127 TOROSLU, Ceza Hukuku Özel Kısım, s. 75-76. 128 TEZCAN/ERDEM/ÖNOK, s. 475.

50 bir mahiyet arz eden söz ve davranışlarla mağduru tehdit etmek istemiş olmasına rağmen; mağdur, bu söz ve davranışları ciddiye almamış olabilir. Bu durumda tehdit yine gerçekleşmiştir. Tehdidin gerçekleşip gerçekleşmemesi, muhatabı üzerinde etkili olup olmamasına bağlı tutulmamalıdır. Failin de kendisinin tehdit konusu tecavüzü gerçekleştirebilecek imkân ve iktidara sahip olduğu kanaatini karşı tarafta uyandırdığını bilmesi gerekir. Mağdurda bu kanaat uyandırıldıktan sonra, failin tehdit konusu tecavüzü gerçekleştirebilecek imkân ve iktidara gerçekte sahip olmamasının bir önemi yoktur. Mağdur tehdit konusu tecavüzün ciddî olduğuna hile kullanılmak suretiyle inandırılmış olabilir. Fakat batıl inançlara dayanılarak bir kötülüğe maruz bırakılabileceği beyanıyla bir kimse tehdit edilmiş olmaz” denilerek, tehdidin ciddi ve elverişli olması gerektiği vurgulanmıştır.

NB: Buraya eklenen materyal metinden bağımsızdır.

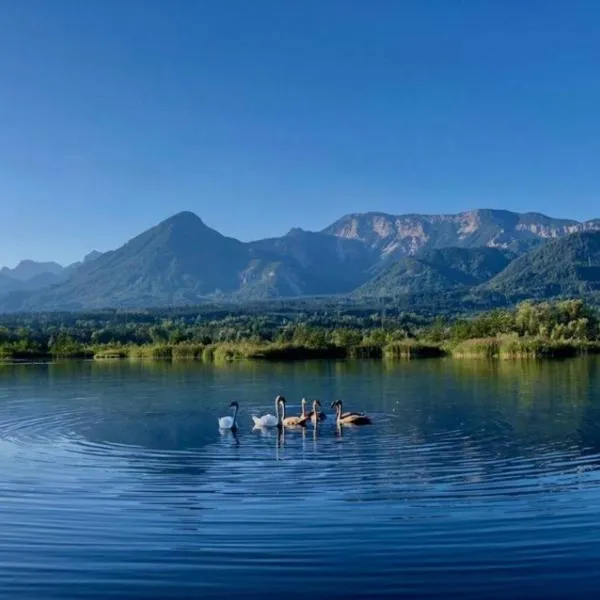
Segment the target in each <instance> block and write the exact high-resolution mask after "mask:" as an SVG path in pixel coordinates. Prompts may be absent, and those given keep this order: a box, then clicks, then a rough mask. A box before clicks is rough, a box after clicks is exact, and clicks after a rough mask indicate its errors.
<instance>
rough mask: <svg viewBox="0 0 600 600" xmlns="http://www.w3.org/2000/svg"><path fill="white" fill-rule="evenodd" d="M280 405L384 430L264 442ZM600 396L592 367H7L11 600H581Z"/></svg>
mask: <svg viewBox="0 0 600 600" xmlns="http://www.w3.org/2000/svg"><path fill="white" fill-rule="evenodd" d="M280 390H285V393H286V397H287V398H288V401H289V403H290V410H291V411H292V412H294V414H295V412H296V411H295V409H296V405H297V408H298V410H299V407H300V399H301V398H302V397H319V398H320V399H321V401H322V403H323V406H329V402H330V401H331V400H332V399H335V398H343V399H344V400H346V399H347V400H348V404H349V405H350V406H352V408H353V409H354V408H356V409H357V410H366V411H368V413H369V414H370V415H372V416H373V418H374V424H373V425H372V426H369V427H365V428H358V427H355V428H344V427H338V426H337V424H336V422H335V419H334V418H333V414H332V413H331V412H330V411H328V412H329V413H330V414H329V418H328V419H327V420H326V421H323V422H320V423H317V424H316V425H313V424H312V423H311V424H309V425H308V426H307V427H304V428H302V427H301V428H298V429H282V430H281V431H279V430H277V429H259V430H253V429H252V420H251V418H250V417H251V414H253V413H255V414H264V412H267V411H269V410H271V411H272V401H273V398H274V396H275V394H276V393H278V392H279V391H280ZM599 391H600V381H599V372H598V360H597V359H581V360H579V359H578V360H571V361H565V362H560V363H559V362H552V363H551V362H535V361H515V362H512V361H497V362H492V363H490V362H486V361H451V360H450V361H449V360H428V361H416V362H402V363H398V362H397V363H393V364H390V363H385V362H366V361H364V362H359V361H355V362H353V361H347V362H344V361H338V362H331V363H330V362H323V363H318V362H307V363H295V364H281V365H268V364H265V363H239V364H233V365H227V366H218V367H213V366H209V365H202V364H198V363H151V362H146V363H133V364H130V363H125V362H120V363H98V362H90V363H73V362H68V363H59V364H51V365H35V366H26V365H10V366H5V367H2V369H1V370H0V468H2V470H3V495H2V497H1V498H0V514H2V516H3V523H5V524H6V525H5V527H4V530H3V534H4V542H3V545H1V546H0V560H2V561H3V563H4V564H18V565H19V569H21V570H20V571H19V578H16V579H14V578H13V579H14V581H17V580H19V581H22V582H23V583H22V584H21V587H19V584H16V583H14V581H13V580H9V578H8V576H7V575H0V591H2V592H4V594H5V595H7V597H13V596H14V595H15V594H16V593H17V592H19V591H24V590H25V589H26V587H25V584H26V583H28V584H30V585H33V588H31V589H33V590H34V591H35V589H34V588H35V584H36V582H37V584H38V585H39V586H40V588H39V589H38V592H39V591H40V590H43V591H44V592H48V590H50V591H51V592H53V593H54V594H55V595H58V596H60V595H62V597H77V591H76V590H75V591H74V589H73V588H72V587H69V586H70V585H71V584H73V582H74V581H83V582H84V583H85V584H86V586H87V589H91V588H93V589H97V590H98V597H109V596H110V590H111V589H119V590H121V592H120V593H121V597H127V596H129V597H132V598H133V597H146V598H147V597H152V595H153V594H155V596H156V597H164V596H165V590H166V589H168V590H170V591H171V592H173V594H172V595H173V596H175V597H177V596H185V595H186V593H187V592H190V594H188V595H192V596H193V595H202V596H203V597H210V596H211V594H212V595H218V594H219V593H225V591H228V592H232V590H233V592H235V591H237V592H238V593H239V594H243V595H244V597H248V596H252V595H253V594H254V595H255V596H256V597H258V596H260V595H261V594H262V593H263V592H262V591H261V590H263V587H264V582H265V581H267V580H268V581H269V585H270V590H271V591H272V593H279V594H282V593H286V594H289V590H290V588H292V589H302V592H303V594H314V593H316V592H319V593H320V594H321V595H323V594H326V595H327V596H328V597H336V594H337V596H338V597H352V596H361V595H362V596H364V597H372V595H373V588H369V587H367V583H368V582H369V581H377V582H378V587H377V593H380V595H389V596H390V597H398V596H401V595H405V596H410V597H416V596H425V597H427V596H429V597H437V596H436V594H438V593H439V587H438V585H437V582H439V581H440V580H442V579H443V581H444V582H445V584H444V586H445V591H448V593H449V594H455V595H456V597H468V596H481V595H482V594H486V595H487V596H486V597H493V594H494V593H495V592H493V590H499V591H498V594H499V595H501V596H502V597H516V596H517V595H519V594H525V595H528V596H529V597H535V596H536V594H537V595H538V596H540V595H541V596H544V597H551V596H552V595H553V594H555V595H556V594H559V593H565V592H568V586H566V584H565V583H564V582H565V581H567V580H569V581H570V579H569V578H572V577H577V580H578V584H579V590H580V591H581V592H582V594H583V595H582V596H581V597H584V596H585V593H586V592H588V591H591V590H593V589H596V588H597V586H598V584H599V583H600V581H599V578H598V576H597V575H596V570H595V566H594V563H593V558H594V556H595V555H594V548H596V547H597V544H598V543H599V542H600V530H599V528H598V526H597V522H598V517H600V508H598V507H600V493H599V491H598V490H599V489H600V486H599V484H600V469H599V467H600V458H599V457H600V412H599V411H600V408H599V403H598V402H597V400H596V399H597V397H598V392H599ZM233 399H235V400H238V401H239V402H240V415H239V423H240V430H239V431H237V432H235V433H234V432H231V431H226V432H222V431H219V430H218V427H217V418H218V416H219V415H221V414H223V413H222V411H223V410H224V408H225V407H227V406H228V405H229V403H230V402H231V400H233ZM332 540H335V543H333V542H332ZM42 562H44V564H47V565H48V568H49V569H52V568H53V569H54V570H55V571H54V572H55V573H58V575H54V576H52V577H54V579H52V577H51V576H50V575H49V574H46V572H45V571H40V570H39V569H36V565H39V564H41V563H42ZM224 567H227V568H228V569H229V570H230V571H232V572H234V573H235V574H236V577H232V576H231V573H230V571H226V570H225V569H224ZM283 567H285V568H283ZM307 571H310V572H311V574H312V577H311V578H307V577H306V572H307ZM149 573H151V574H152V575H151V576H149V575H148V574H149ZM481 573H485V577H483V576H482V575H481ZM11 581H12V582H11ZM52 582H54V583H52ZM123 582H130V587H129V588H127V587H126V586H125V588H124V587H123V585H124V583H123ZM131 582H133V583H131ZM117 584H118V585H117ZM53 585H55V586H56V587H54V588H53V587H52V586H53ZM111 585H112V586H117V587H116V588H111V587H110V586H111ZM11 586H12V587H11ZM118 586H120V587H118ZM161 586H162V588H161ZM186 586H191V587H186ZM296 586H301V588H300V587H298V588H296ZM361 586H362V587H361ZM565 586H566V587H565ZM123 589H125V590H127V589H128V590H130V592H127V591H125V592H123ZM190 590H193V593H191V591H190ZM483 590H485V592H484V591H483ZM490 590H492V591H490ZM159 592H160V593H159ZM161 593H162V596H161ZM103 594H104V596H103ZM45 595H46V596H48V595H49V594H48V593H46V594H45ZM41 596H44V594H43V593H42V594H41Z"/></svg>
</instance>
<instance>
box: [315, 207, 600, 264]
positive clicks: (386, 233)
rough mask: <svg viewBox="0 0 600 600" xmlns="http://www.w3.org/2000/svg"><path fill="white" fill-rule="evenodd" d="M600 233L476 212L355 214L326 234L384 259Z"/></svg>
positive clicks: (539, 242)
mask: <svg viewBox="0 0 600 600" xmlns="http://www.w3.org/2000/svg"><path fill="white" fill-rule="evenodd" d="M596 230H600V221H599V220H595V221H588V222H584V223H582V222H578V221H572V220H565V219H553V218H550V217H547V216H545V215H541V214H538V213H524V214H518V213H513V212H509V211H504V210H487V209H481V210H473V211H468V212H463V213H458V214H455V215H419V214H407V215H397V216H396V215H389V214H385V213H362V214H351V215H347V216H345V217H342V218H341V219H340V220H339V221H336V222H335V223H333V225H330V226H329V227H327V228H326V229H325V230H324V233H328V234H330V235H334V236H337V237H340V238H345V239H353V240H360V241H362V242H363V243H365V244H366V245H367V246H368V247H369V248H371V249H373V250H376V251H377V252H379V254H380V256H381V257H382V258H385V257H396V258H397V257H400V256H406V255H408V256H414V255H415V254H417V253H419V252H421V251H422V250H426V249H435V248H447V247H458V248H476V247H481V246H487V247H490V248H502V249H508V250H512V251H515V252H523V251H525V250H528V249H530V248H532V247H534V246H536V245H538V244H539V243H541V242H542V241H544V240H546V239H551V238H559V237H563V236H565V235H568V234H570V233H578V232H582V231H596Z"/></svg>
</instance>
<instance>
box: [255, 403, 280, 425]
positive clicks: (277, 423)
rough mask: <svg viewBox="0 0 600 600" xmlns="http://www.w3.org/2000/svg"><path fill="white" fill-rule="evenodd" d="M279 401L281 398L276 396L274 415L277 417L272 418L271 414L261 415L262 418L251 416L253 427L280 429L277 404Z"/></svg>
mask: <svg viewBox="0 0 600 600" xmlns="http://www.w3.org/2000/svg"><path fill="white" fill-rule="evenodd" d="M280 400H281V396H277V398H275V414H276V415H277V416H273V415H271V414H268V415H263V416H262V417H255V416H254V415H252V420H253V421H254V427H257V428H261V427H281V416H280V414H279V402H280Z"/></svg>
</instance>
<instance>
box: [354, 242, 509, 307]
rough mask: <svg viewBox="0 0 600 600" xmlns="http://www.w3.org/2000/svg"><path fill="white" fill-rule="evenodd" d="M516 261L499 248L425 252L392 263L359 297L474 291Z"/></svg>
mask: <svg viewBox="0 0 600 600" xmlns="http://www.w3.org/2000/svg"><path fill="white" fill-rule="evenodd" d="M513 259H514V255H513V254H511V253H510V252H508V251H507V250H500V249H498V248H442V249H435V250H425V251H423V252H421V253H419V254H417V255H416V256H403V257H401V258H400V259H399V260H397V261H393V262H390V263H389V264H388V266H387V267H385V268H384V269H382V270H381V271H380V272H379V273H377V275H375V276H374V277H373V278H372V279H371V280H369V281H368V282H367V283H365V284H364V285H363V286H361V287H359V288H358V289H357V290H356V294H357V295H361V296H369V297H376V296H394V295H398V294H413V293H423V292H440V291H443V290H448V289H451V288H456V287H471V286H475V285H479V284H481V283H484V282H486V281H488V280H489V279H490V278H492V277H493V276H494V275H496V274H497V273H500V272H501V271H502V270H503V269H504V268H505V267H506V266H507V265H508V264H509V263H510V262H511V260H513Z"/></svg>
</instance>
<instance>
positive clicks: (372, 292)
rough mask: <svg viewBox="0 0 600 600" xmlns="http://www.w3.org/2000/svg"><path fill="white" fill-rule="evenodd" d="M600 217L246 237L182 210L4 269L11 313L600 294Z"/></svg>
mask: <svg viewBox="0 0 600 600" xmlns="http://www.w3.org/2000/svg"><path fill="white" fill-rule="evenodd" d="M597 232H600V220H598V219H597V220H593V221H587V222H577V221H572V220H564V219H553V218H550V217H547V216H545V215H541V214H537V213H526V214H517V213H512V212H508V211H502V210H487V209H486V210H474V211H468V212H464V213H460V214H456V215H418V214H410V215H400V216H394V215H388V214H384V213H364V214H352V215H347V216H345V217H342V218H341V219H339V220H338V221H336V222H335V223H333V224H332V225H330V226H329V227H327V228H325V229H324V230H323V231H321V232H310V231H304V230H302V229H298V228H295V229H292V230H291V231H289V232H288V233H287V234H286V235H284V236H282V237H279V238H270V239H264V240H259V241H255V242H249V243H244V242H241V241H239V240H236V239H234V238H230V237H226V236H224V235H222V234H220V233H219V232H217V231H215V230H214V229H211V228H210V227H208V226H207V225H206V224H205V223H204V222H203V221H202V220H201V219H200V218H199V217H198V216H196V215H195V214H193V213H190V212H182V213H178V214H176V215H174V216H172V217H170V218H168V219H166V220H165V221H163V222H161V223H159V224H158V225H156V226H155V227H153V228H151V229H149V230H147V231H145V232H143V233H141V234H140V235H138V236H137V237H135V238H133V239H132V240H130V241H128V242H127V243H125V244H124V245H123V246H121V247H120V248H118V249H116V250H113V251H110V252H106V253H104V254H100V253H96V252H94V253H91V254H90V255H88V256H87V257H86V259H85V260H84V261H82V262H80V263H75V264H74V265H70V266H68V267H62V266H60V265H58V264H56V263H50V262H49V263H34V262H32V261H23V262H22V263H20V264H19V265H18V266H17V267H16V268H15V269H7V268H4V269H2V270H0V310H2V311H17V310H18V311H21V310H31V311H41V310H80V309H98V308H106V307H113V308H142V307H162V306H172V305H189V304H195V303H199V302H202V301H206V300H213V301H214V300H219V299H221V300H225V299H226V300H236V301H248V300H264V299H268V298H277V297H297V296H315V295H338V294H352V295H354V296H355V297H356V296H363V297H365V296H366V297H378V296H382V295H384V296H397V295H401V294H410V293H441V292H444V291H445V290H451V289H465V290H473V289H476V290H490V291H495V292H500V293H503V294H507V295H509V294H512V293H518V294H524V295H527V293H528V290H530V291H531V292H532V293H535V294H536V295H541V296H548V295H555V294H560V293H567V292H568V293H579V292H581V293H583V292H585V291H595V290H597V289H600V288H599V285H598V284H599V283H600V233H597Z"/></svg>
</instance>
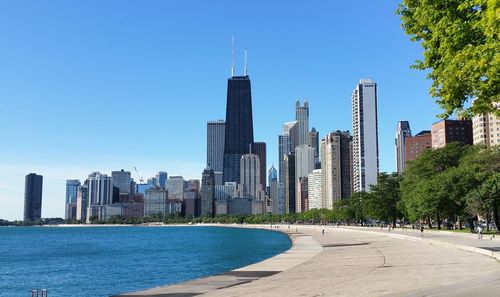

Gerçekleşmesi tehdit edilen kimsenin iradesine bağlı olmayan bir koşula bağlı olarak saldırı ve zarar tehlikesi yaratan tehditler de suç sayılır. İyileşme ümidi bulunmayan komadaki bir hastayı iyileştirmediği taktirde doktoru ya da yakınlarını öldüreceğini belirten failin eylemi objektif ölçülere göre iç huzur ve güvenlik duygusunu bozucu niteliktedir ve tehdit suçunu oluşturur. İnsan iradesi ve iktidarı dışında gelişen zarar yaratan kötülüklere ilişkin tehditler ise kural olarak suç oluşturmaz (Mağdurun tarlasında ekili ürünlerin üzerine yıldırım düşürmek tehdidi gibi)129.

Sonuç olarak, failin tehdit edilen kötülüğü gerçekleştirebilir olması veya gerçekleştirmek isteyip istememesi önemli olmadığı gibi mağdurun korkmuş olması veya olmaması ya da irade özgürlüğünün zorlandığını hissedip hissetmemesi de tehdidin elverişli sayılması için şart değildir130. Somut olayın koşulları ve eylem anı gözetilerek tehdidin elverişli olup olmadığı ve hukuki konuyu tehlikeye düşürüp düşürmediği hâkim tarafından nesnel olarak belirlenecektir.